In a two-generation reproductive toxicity study conducted according to OECD 416 groups of male and female Crl:CD rats (30/sex/dose) were exposed via diet to 10000, 6000 and 3000 mg/kg diet of di-2-etyhlhexyl terephthalate (DEHT). Parental animals were exposed for at least 70 consecutive days before mating for the F1 and F2 generations. Exposure of the males continued throughout the mating period until euthanasia. Exposure of the females continued throughout mating, gestation and lactation. F1 and F2 pups were weaned on postnatal day (PND) 21.

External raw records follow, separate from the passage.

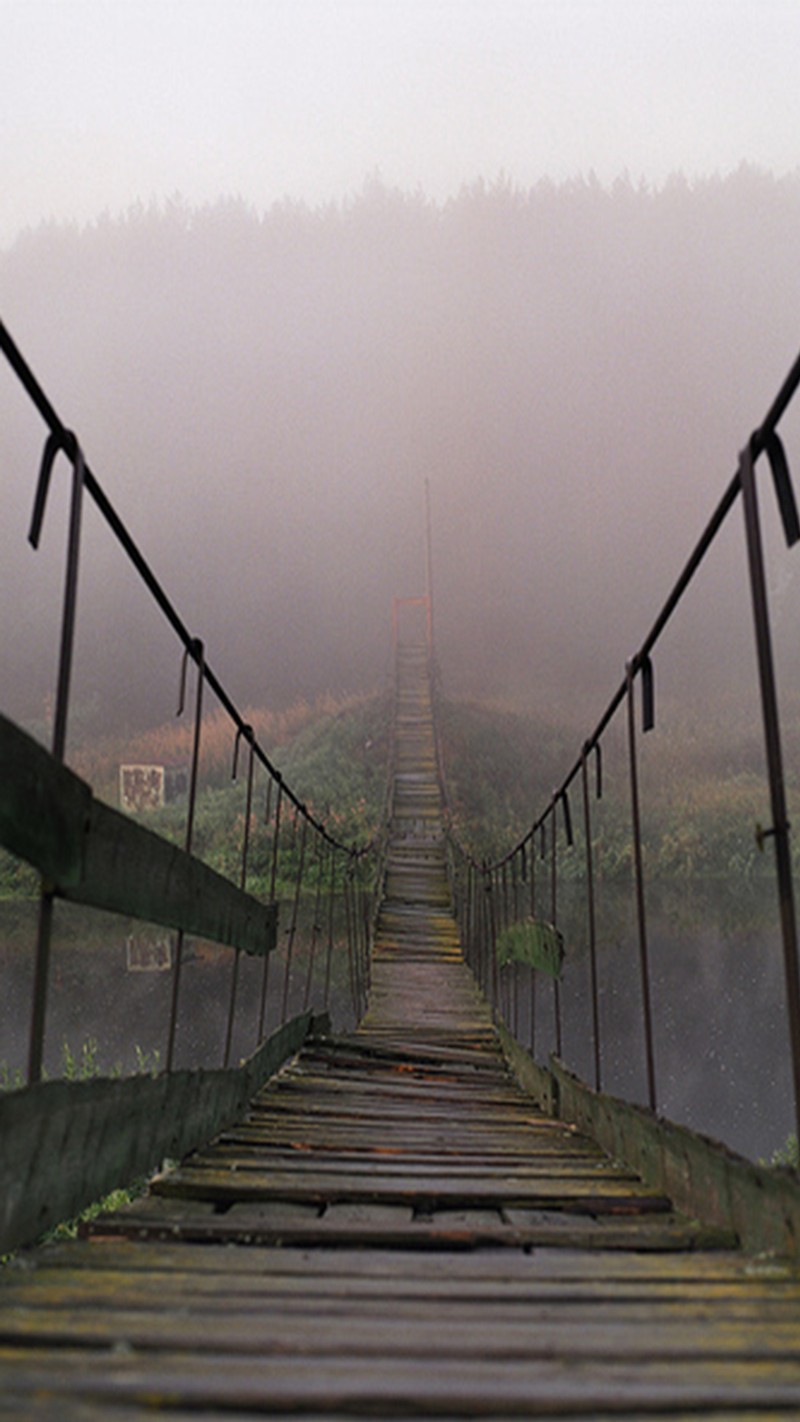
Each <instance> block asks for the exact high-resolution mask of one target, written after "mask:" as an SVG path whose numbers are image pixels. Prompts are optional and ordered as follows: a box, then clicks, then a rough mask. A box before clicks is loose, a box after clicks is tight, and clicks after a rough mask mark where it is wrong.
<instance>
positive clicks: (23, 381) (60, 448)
mask: <svg viewBox="0 0 800 1422" xmlns="http://www.w3.org/2000/svg"><path fill="white" fill-rule="evenodd" d="M0 350H1V351H3V354H4V355H6V360H7V361H9V364H10V367H11V368H13V371H14V374H16V375H17V377H18V380H20V383H21V385H23V387H24V390H26V392H27V394H28V397H30V400H31V401H33V404H34V405H36V408H37V410H38V412H40V415H41V418H43V419H44V422H45V425H47V428H48V431H50V441H48V445H47V448H45V454H44V458H43V466H41V472H40V482H38V488H37V498H36V505H34V513H33V519H31V533H30V540H31V543H33V545H34V547H36V546H37V543H38V533H40V530H41V522H43V516H44V503H45V498H47V485H48V481H50V469H51V466H53V461H54V456H55V454H57V452H58V451H63V452H64V454H65V455H67V458H70V459H72V458H74V456H75V455H77V454H78V452H80V447H78V445H77V441H75V435H74V434H72V431H70V429H68V428H67V427H65V425H64V422H63V421H61V418H60V417H58V414H57V411H55V408H54V405H53V404H51V401H50V400H48V397H47V394H45V392H44V390H43V387H41V385H40V383H38V380H37V378H36V375H34V373H33V371H31V368H30V365H28V364H27V361H26V360H24V357H23V354H21V351H20V348H18V347H17V344H16V343H14V340H13V337H11V336H10V333H9V330H7V327H6V326H4V323H3V321H0ZM81 459H82V456H81ZM82 486H84V489H85V492H87V493H88V495H90V496H91V499H92V501H94V503H95V506H97V509H98V510H99V513H101V515H102V518H104V519H105V522H107V523H108V526H109V529H111V532H112V533H114V536H115V538H117V540H118V543H119V545H121V546H122V549H124V550H125V553H126V555H128V559H129V560H131V563H132V565H134V567H135V569H136V572H138V574H139V577H141V579H142V582H144V583H145V586H146V589H148V592H149V593H151V596H152V599H153V600H155V603H156V604H158V606H159V609H161V611H162V613H163V616H165V617H166V620H168V621H169V624H171V627H172V630H173V631H175V634H176V636H178V638H179V640H180V641H182V643H183V648H185V653H186V654H188V656H189V657H190V658H192V660H193V661H195V663H196V665H198V667H199V668H202V675H203V680H205V681H206V684H207V687H209V688H210V690H212V691H213V694H215V695H216V698H217V701H219V702H220V705H222V707H223V708H225V710H226V711H227V714H229V717H230V720H232V721H233V724H234V727H236V729H237V734H239V735H244V737H246V738H247V739H250V737H253V731H252V727H250V725H249V724H247V722H246V720H244V717H243V715H242V712H240V711H239V708H237V707H236V704H234V701H233V700H232V697H230V695H229V693H227V691H226V688H225V685H223V684H222V681H220V680H219V677H217V675H216V674H215V673H213V670H212V668H210V665H209V663H207V661H206V660H205V656H202V651H200V643H199V641H198V638H196V637H193V636H192V634H190V631H189V629H188V627H186V623H185V621H183V619H182V617H180V614H179V613H178V610H176V607H175V604H173V603H172V600H171V597H169V596H168V593H166V590H165V589H163V586H162V583H161V582H159V579H158V577H156V574H155V572H153V570H152V567H151V566H149V563H148V560H146V559H145V556H144V553H142V552H141V549H139V547H138V545H136V542H135V540H134V538H132V536H131V533H129V532H128V529H126V526H125V523H124V520H122V518H121V516H119V515H118V512H117V509H115V508H114V505H112V502H111V499H109V498H108V495H107V493H105V492H104V489H102V486H101V483H99V481H98V479H97V476H95V475H94V474H92V471H91V468H90V465H88V464H87V462H85V459H84V461H82ZM253 748H254V755H256V758H257V759H259V761H260V762H261V765H263V768H264V769H266V771H267V774H269V775H270V776H271V778H273V781H276V784H279V785H281V786H283V793H284V795H286V796H287V798H288V799H290V801H291V803H293V805H294V808H296V809H297V812H298V813H300V815H303V818H304V819H307V820H308V823H310V826H311V828H313V829H314V830H315V832H317V833H318V835H321V836H323V839H325V840H327V843H328V845H331V846H333V848H334V849H337V850H340V852H342V853H345V855H348V856H351V855H357V856H358V857H361V856H367V855H369V853H371V850H372V848H374V845H375V842H377V839H378V835H379V830H377V832H375V835H374V836H372V839H371V840H369V842H368V843H367V845H362V846H354V845H345V843H344V842H342V840H340V839H337V838H335V836H334V835H333V833H331V832H330V830H328V828H327V826H325V825H324V823H323V822H321V820H318V819H317V818H315V816H314V815H313V813H311V811H308V808H307V805H306V803H304V802H303V801H301V799H300V796H298V795H296V793H294V791H293V789H291V786H290V785H287V782H286V781H284V778H283V775H281V772H280V771H279V769H277V766H276V765H274V764H273V762H271V759H270V757H269V755H267V752H266V751H264V749H263V747H261V745H260V744H259V741H257V738H256V737H253Z"/></svg>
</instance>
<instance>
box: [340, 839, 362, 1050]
mask: <svg viewBox="0 0 800 1422" xmlns="http://www.w3.org/2000/svg"><path fill="white" fill-rule="evenodd" d="M351 872H352V870H351V866H350V865H348V867H347V869H345V873H344V883H342V890H344V927H345V936H347V963H348V968H350V994H351V998H352V1012H354V1017H355V1021H357V1022H358V990H357V985H355V961H354V958H355V954H354V944H352V907H351V900H350V883H351Z"/></svg>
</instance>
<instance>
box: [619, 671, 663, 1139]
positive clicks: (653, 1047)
mask: <svg viewBox="0 0 800 1422" xmlns="http://www.w3.org/2000/svg"><path fill="white" fill-rule="evenodd" d="M625 673H627V704H628V775H629V786H631V828H632V833H634V873H635V893H637V924H638V940H639V977H641V994H642V1025H644V1038H645V1062H647V1089H648V1105H649V1108H651V1111H655V1109H656V1091H655V1054H654V1045H652V1011H651V994H649V963H648V941H647V912H645V880H644V862H642V830H641V815H639V779H638V765H637V715H635V705H634V680H635V674H637V664H635V661H628V665H627V668H625Z"/></svg>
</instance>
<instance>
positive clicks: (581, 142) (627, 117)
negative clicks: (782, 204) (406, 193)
mask: <svg viewBox="0 0 800 1422" xmlns="http://www.w3.org/2000/svg"><path fill="white" fill-rule="evenodd" d="M799 55H800V4H799V3H797V0H225V3H219V0H0V94H1V95H3V100H1V111H0V189H1V192H3V202H1V205H0V246H7V245H9V242H11V240H13V239H14V236H16V233H17V232H18V230H20V229H23V228H26V226H31V225H34V226H36V225H37V223H38V222H40V220H43V219H48V218H55V219H75V220H78V222H81V223H84V222H87V220H91V219H92V218H95V216H98V215H99V213H101V212H104V210H108V212H111V213H112V215H115V213H118V212H121V210H124V209H125V208H126V206H128V205H131V203H132V202H135V201H142V202H145V203H148V202H149V201H151V199H153V198H155V199H159V201H161V199H163V198H168V196H171V195H172V193H176V192H179V193H180V195H182V196H183V198H185V199H186V201H188V202H190V203H202V202H206V201H209V202H210V201H213V199H216V198H217V196H220V195H229V193H230V195H239V196H242V198H244V199H246V201H247V202H252V203H253V205H254V206H256V208H257V209H259V210H261V209H264V208H269V206H270V205H271V203H273V202H276V201H280V199H283V198H284V196H290V198H293V199H298V201H304V202H308V203H311V205H317V203H321V202H327V201H340V199H342V198H347V196H348V195H351V193H355V192H358V191H360V189H361V186H362V182H364V178H365V176H367V175H368V173H372V172H374V171H375V169H378V171H379V173H381V178H382V181H384V182H385V183H388V185H398V186H401V188H405V189H413V188H416V186H418V185H421V186H422V189H423V191H425V192H426V193H428V195H429V196H432V198H436V199H442V198H445V196H448V195H449V193H452V192H456V191H458V189H459V186H460V185H462V183H465V182H469V181H472V179H475V178H476V176H479V175H482V176H485V178H487V179H493V178H496V176H497V173H500V172H506V173H507V175H509V176H510V178H512V179H513V181H514V182H519V183H520V185H523V186H529V185H531V183H534V182H536V181H537V179H539V178H541V176H543V175H547V176H551V178H554V179H557V181H560V179H564V178H570V176H573V175H577V173H588V172H590V171H591V169H594V171H595V173H597V176H598V178H600V181H601V182H604V183H608V182H612V181H614V178H615V176H618V175H620V173H621V172H624V171H628V172H629V175H631V178H632V179H634V181H637V179H638V178H639V176H644V178H645V179H647V181H649V182H654V183H659V182H662V181H664V179H665V178H666V176H668V175H669V173H671V172H672V171H675V169H682V171H683V172H685V173H686V175H688V176H692V175H708V173H713V172H720V173H726V172H730V171H732V169H735V168H736V166H737V165H739V164H740V162H742V161H745V162H750V164H756V165H762V166H764V168H769V169H772V171H773V172H777V173H783V172H787V171H793V169H794V168H796V166H797V164H799V161H800V142H799V137H797V135H799V134H800V85H799V84H797V57H799Z"/></svg>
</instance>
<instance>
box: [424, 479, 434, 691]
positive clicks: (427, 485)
mask: <svg viewBox="0 0 800 1422" xmlns="http://www.w3.org/2000/svg"><path fill="white" fill-rule="evenodd" d="M425 614H426V634H428V664H429V665H431V663H432V660H433V555H432V545H431V483H429V481H428V479H426V481H425Z"/></svg>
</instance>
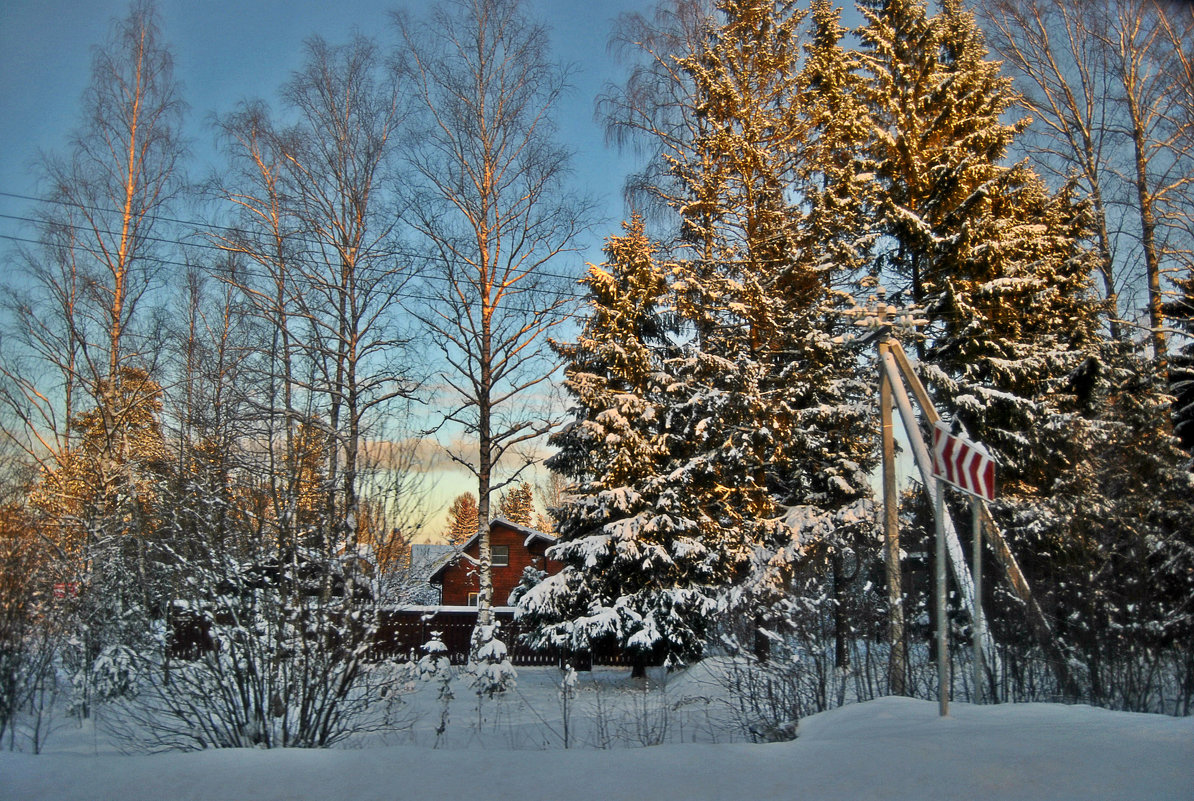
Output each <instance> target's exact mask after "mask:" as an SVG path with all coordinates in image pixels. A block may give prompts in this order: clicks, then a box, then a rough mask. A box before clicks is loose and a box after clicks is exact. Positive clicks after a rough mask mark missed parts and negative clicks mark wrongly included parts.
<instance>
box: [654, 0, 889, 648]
mask: <svg viewBox="0 0 1194 801" xmlns="http://www.w3.org/2000/svg"><path fill="white" fill-rule="evenodd" d="M718 11H719V21H720V24H719V25H718V26H716V27H713V29H710V30H709V32H708V35H707V37H706V39H704V41H703V43H702V47H701V48H700V49H698V50H697V51H696V53H694V54H693V55H690V56H688V57H685V58H681V60H679V61H678V64H679V66H681V68H682V69H684V70H685V73H687V74H688V75H689V76H690V79H691V81H693V84H694V87H695V107H696V109H697V112H698V113H700V115H702V116H703V119H704V121H706V125H707V128H706V130H704V131H703V133H702V135H700V136H697V137H695V140H694V142H693V152H691V155H690V158H689V159H688V160H687V161H681V160H676V164H675V165H673V173H675V174H677V175H678V178H679V179H681V183H683V185H685V186H687V187H688V190H689V192H688V202H687V203H685V205H684V207H682V209H681V212H682V214H683V217H684V226H685V233H687V239H689V240H690V241H693V242H694V249H695V251H697V253H698V255H697V258H695V259H691V260H689V261H684V263H681V264H679V265H678V266H677V269H676V270H675V271H673V291H675V292H676V295H677V301H676V303H677V309H678V312H679V314H681V316H682V319H683V320H684V321H685V322H687V324H688V325H689V326H690V328H691V331H693V333H694V335H693V338H691V339H690V344H689V347H688V349H687V352H685V353H682V355H681V357H679V358H677V359H673V366H672V369H671V371H672V372H673V374H675V375H677V376H681V377H684V378H685V380H687V390H685V392H687V396H685V398H684V399H683V400H682V402H679V403H677V405H676V408H675V411H673V412H672V415H671V424H672V426H673V427H675V429H676V431H677V438H679V439H682V440H683V442H685V443H690V452H689V454H687V455H685V461H684V462H683V463H682V464H683V469H685V470H689V472H690V474H691V476H693V481H694V483H695V485H696V486H697V487H700V489H698V492H700V493H701V495H700V500H701V503H702V504H704V510H706V513H707V515H708V516H709V517H710V518H712V519H714V520H716V522H718V524H719V526H720V531H719V534H718V540H716V547H718V548H719V550H720V552H721V554H722V559H725V560H726V561H727V566H726V572H727V574H728V577H730V585H731V587H732V589H730V590H728V592H727V593H726V594H725V597H724V600H725V603H726V604H727V606H728V608H730V609H731V610H736V611H739V612H746V614H747V615H749V617H750V618H752V620H751V621H750V622H751V623H752V624H753V626H752V627H751V628H753V629H756V630H758V629H762V637H759V639H757V640H756V642H753V643H751V645H752V646H755V647H756V649H757V651H759V652H761V653H763V652H764V651H763V645H764V642H765V639H763V637H765V636H767V631H768V630H769V629H774V628H776V627H780V626H782V624H783V623H784V622H790V621H792V620H793V615H792V608H790V605H792V603H793V600H794V599H793V597H792V593H790V590H792V578H793V571H794V568H795V567H796V566H798V563H799V565H800V567H801V568H808V567H811V565H810V560H808V559H807V556H808V555H810V552H808V550H807V546H810V543H813V542H817V543H819V550H820V553H821V554H823V555H825V556H827V559H829V562H830V563H831V566H832V568H833V573H835V577H833V579H835V580H833V586H835V590H833V593H835V594H836V596H839V590H841V584H842V581H841V579H842V578H843V575H844V572H843V559H844V557H847V556H848V554H850V552H851V550H853V547H854V544H856V541H857V538H858V536H860V535H861V534H862V532H863V531H864V530H867V529H868V528H869V523H868V520H869V517H870V515H869V511H868V510H867V505H866V500H867V498H869V487H868V481H867V477H866V469H867V463H868V460H869V457H868V451H869V448H870V437H869V436H868V433H867V430H866V421H867V412H866V408H864V406H862V405H861V403H860V401H862V400H863V399H864V398H866V396H867V395H868V394H869V392H868V389H867V387H866V384H864V383H862V382H860V381H858V376H857V372H856V371H857V364H856V357H855V355H854V353H853V352H850V351H848V350H845V349H843V347H842V346H841V345H838V344H836V343H835V341H833V338H835V335H836V334H838V333H841V327H842V325H843V322H842V318H841V315H839V314H838V309H839V307H841V306H843V304H844V302H845V301H847V300H848V296H849V291H850V289H851V285H850V282H851V279H853V278H854V277H855V276H854V270H853V267H855V266H856V263H853V261H850V260H844V259H842V260H839V257H841V255H842V254H841V253H837V252H835V251H833V247H832V246H833V245H835V244H836V242H839V241H841V236H838V235H836V234H837V232H839V230H842V228H838V229H837V230H835V229H833V227H832V226H830V224H827V222H829V216H827V215H821V216H820V217H813V216H812V215H808V214H806V212H805V210H804V209H802V208H801V207H798V205H795V204H794V203H793V199H792V198H793V197H795V196H798V195H799V193H801V190H804V187H805V186H811V187H816V189H818V190H824V189H826V187H827V186H829V184H830V183H831V179H830V178H829V174H830V173H831V172H832V171H831V170H829V167H827V166H826V168H823V170H821V168H818V167H816V162H814V159H816V155H817V154H816V153H814V152H813V150H812V148H811V147H810V141H811V137H813V133H814V127H816V124H817V123H821V124H824V121H819V119H817V117H816V115H814V106H813V105H812V101H811V99H812V97H814V94H816V93H813V92H810V91H807V86H808V84H810V82H812V81H813V80H814V79H813V76H811V75H810V74H806V72H805V70H804V69H802V68H801V64H800V45H801V35H800V30H801V25H802V23H804V19H805V14H804V13H802V12H801V11H799V10H798V8H796V6H795V4H792V2H761V1H747V2H720V4H718ZM826 61H827V58H826ZM842 61H844V60H842ZM835 66H836V67H838V69H841V63H839V64H830V63H820V64H817V66H814V67H813V69H821V70H824V73H825V75H827V74H829V73H830V72H831V70H833V68H835ZM825 80H826V81H827V80H829V79H827V78H825ZM827 94H829V92H826V93H825V95H827ZM826 101H827V100H826ZM832 135H833V136H836V135H837V131H832ZM827 140H829V137H826V141H825V142H823V148H821V152H820V153H821V154H824V158H826V159H829V158H830V155H831V154H832V155H838V153H837V152H836V150H835V148H833V147H830V144H829V141H827ZM810 162H813V166H810ZM836 224H837V226H844V224H847V223H845V221H843V220H841V218H839V220H837V222H836ZM812 574H813V575H817V574H818V572H817V571H813V572H812ZM820 575H824V574H823V573H820ZM813 594H821V593H820V591H819V590H818V591H814V592H813ZM835 600H836V602H837V604H838V606H839V604H841V597H837V598H835ZM798 603H799V602H798ZM839 622H841V621H839ZM843 634H844V633H843V630H842V628H841V627H839V628H838V635H839V636H838V642H839V645H841V643H842V642H843V639H842V635H843ZM842 653H844V648H839V658H841V659H843V660H844V657H843V655H841V654H842Z"/></svg>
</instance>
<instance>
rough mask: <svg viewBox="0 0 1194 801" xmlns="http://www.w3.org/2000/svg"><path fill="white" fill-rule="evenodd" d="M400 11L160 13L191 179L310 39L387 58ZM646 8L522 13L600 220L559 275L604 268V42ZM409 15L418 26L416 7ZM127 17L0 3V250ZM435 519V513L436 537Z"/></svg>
mask: <svg viewBox="0 0 1194 801" xmlns="http://www.w3.org/2000/svg"><path fill="white" fill-rule="evenodd" d="M401 6H402V4H400V2H395V1H394V0H346V1H339V2H333V1H321V0H159V5H158V7H159V11H160V13H161V18H162V27H164V33H165V41H166V42H167V43H168V45H170V48H171V50H172V53H173V56H174V69H176V78H178V79H179V80H180V82H181V84H183V97H184V99H185V101H186V103H187V105H189V106H190V112H189V115H187V121H186V125H187V137H189V140H190V141H191V149H192V156H193V158H192V159H190V160H189V162H187V172H189V174H190V177H191V178H192V179H202V178H203V177H205V175H207V174H208V172H209V171H210V168H211V164H213V155H211V154H213V143H214V136H213V133H211V128H210V125H209V121H210V118H211V116H213V115H214V113H223V112H228V111H230V110H233V109H234V107H235V105H236V103H238V101H240V100H242V99H245V98H264V99H265V100H266V101H271V103H272V101H273V100H275V94H276V91H277V88H278V87H279V86H281V85H282V84H284V82H285V81H287V79H288V78H289V75H290V74H291V72H293V70H295V69H297V68H298V67H300V66H301V62H302V58H303V48H302V44H303V41H304V39H306V38H308V37H309V36H312V35H315V33H319V35H320V36H322V37H324V38H325V39H327V41H328V42H332V43H338V42H343V41H346V39H347V37H349V36H351V35H352V32H353V31H361V32H363V33H365V35H368V36H374V37H376V38H377V39H378V41H380V42H381V43H382V44H383V45H386V47H389V44H392V43H393V42H394V41H395V38H396V37H395V36H394V31H393V29H392V27H390V21H389V13H388V12H389V11H390V10H394V8H399V7H401ZM652 6H653V0H608V1H604V2H584V1H580V0H529V2H528V8H529V11H530V12H531V14H534V16H535V17H536V18H538V19H540V20H541V21H543V23H544V24H546V25H548V27H549V29H550V30H552V39H553V56H554V57H555V58H556V60H559V61H565V62H571V63H572V64H573V66H574V73H573V81H572V82H573V86H574V88H573V91H572V92H571V93H570V95H568V98H567V101H566V103H565V104H562V105H561V106H560V107H559V110H558V115H559V118H558V122H559V124H560V128H561V134H562V136H564V138H565V140H566V142H567V143H568V144H570V146H571V147H572V148H573V149H574V152H576V159H574V171H576V179H577V181H578V186H579V187H580V189H583V190H584V191H586V192H587V193H590V195H591V196H592V197H595V198H596V199H597V201H598V203H599V207H598V209H599V217H601V218H599V220H598V221H597V223H596V226H595V227H593V229H592V233H591V234H590V236H589V240H587V242H585V248H584V254H583V257H579V258H577V259H576V261H577V264H576V265H568V270H570V271H574V272H576V275H578V276H579V275H581V272H583V261H584V260H599V259H601V242H602V239H603V238H604V236H605V235H608V234H610V233H616V232H617V230H618V223H620V221H621V218H622V214H623V212H622V201H621V185H622V180H623V177H624V175H626V174H627V172H629V170H630V168H632V166H633V162H632V160H630V159H629V158H622V156H618V154H617V153H615V152H613V150H611V149H609V148H607V147H605V146H604V142H603V135H602V129H601V127H599V125H598V124H597V123H596V122H595V121H593V98H595V97H596V94H597V93H598V92H599V91H601V90H602V87H603V86H604V85H605V84H607V82H609V81H614V80H618V75H620V70H618V68H617V66H616V64H615V63H614V62H613V60H611V58H610V56H609V55H608V49H607V43H608V39H609V33H610V30H611V25H613V21H614V19H615V18H616V16H617V14H618V13H620V12H623V11H648V10H650V8H651V7H652ZM405 7H406V8H407V10H408V11H411V12H412V13H414V14H418V13H420V10H421V8H423V7H424V4H418V2H408V4H406V5H405ZM128 8H129V6H128V2H127V0H0V109H2V112H0V238H20V236H29V235H30V234H31V232H30V230H29V229H27V227H25V226H24V224H23V223H21V222H20V220H19V217H24V216H29V212H30V209H31V205H32V203H31V202H30V201H27V199H24V197H27V196H36V195H37V193H38V185H37V171H36V170H35V162H36V160H37V159H38V154H39V153H42V152H61V150H63V149H64V148H66V147H67V146H68V143H69V135H70V131H72V129H73V128H75V127H76V124H78V122H79V115H80V105H79V99H80V97H81V94H82V92H84V91H85V88H86V87H87V85H88V82H90V78H91V58H92V49H93V47H94V45H96V44H98V43H100V42H103V41H104V39H105V36H106V33H107V31H109V27H110V25H111V21H112V20H113V19H117V18H123V17H125V16H127V13H128ZM181 214H186V212H181ZM12 247H13V242H12V241H11V240H10V241H6V239H0V253H11V251H12ZM429 477H430V479H431V481H432V483H433V485H436V487H435V491H433V492H432V495H433V497H432V499H431V505H432V507H435V506H437V505H441V504H443V505H447V503H448V501H449V500H450V499H451V498H453V497H454V495H455V494H458V493H460V492H462V491H464V489H467V488H469V480H468V479H467V476H466V475H464V474H462V473H458V472H457V470H436V472H432V473H431V474H430V475H429ZM473 487H474V489H475V485H473ZM494 500H496V499H494ZM441 518H442V515H439V513H438V512H432V518H431V520H430V525H431V529H432V530H436V529H438V524H439V520H441Z"/></svg>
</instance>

Exposure to DEHT did not affect clinical observations. However, mortality was observed in P0 and P1 dams consuming 10000 mg/kg diet during the post-weaning period. No treatment-related mortality occurred in any of the male groups exposed to DEHT or in the female groups exposed to 0.3 % or 0.6 % DEHT. Male rats consuming the 1.0 % in both parental generations gained weight more slowly than the controls. There were no indications of adverse effects on reproductive performance in either generation. Male and female mating and fertility indices, pre-coital intervals, spermatogenic endpoints, reproductive organ weights, lengths of oestrous cycle and gestation, live litter size, developmental landmarks, and postnatal survival were similar in all exposure groups. Additionally, ovarian follicle counts for the F1 females in the high-exposure group were similar to the control values. No adverse exposure-related macroscopic pathology was noted at any exposure level in either generation. Increases in liver weights were found in the male and female animals exposed to 6000 or 10000 mg/kg diet. Because there were no accompanying histopathologic changes, this effect was not considered adverse. Significant decreases in feed consumption in the female animals from the groups consuming 10000 mg/kg diet during lactation accompanied reduced postnatal pup body weights and rate of weight gain. Reductions in pup body weights later in lactation may also have been due to direct consumption of the treated feed by the pups or taste aversion to the same. Reduced relative spleen weight was found in male weanling pups from the high dose group in both generations and reduced relative spleen and thymus weights were found in female pups from the high dose group in the F2 generation at necropsy on PND 21. Therefore, for parental and pup systemic toxicity, 3000 mg/kg diet was considered as the NOAEL. As no adverse effects were seen for reproductive toxicity, 10000 mg/kg diet was considered the NOAEL for both generations.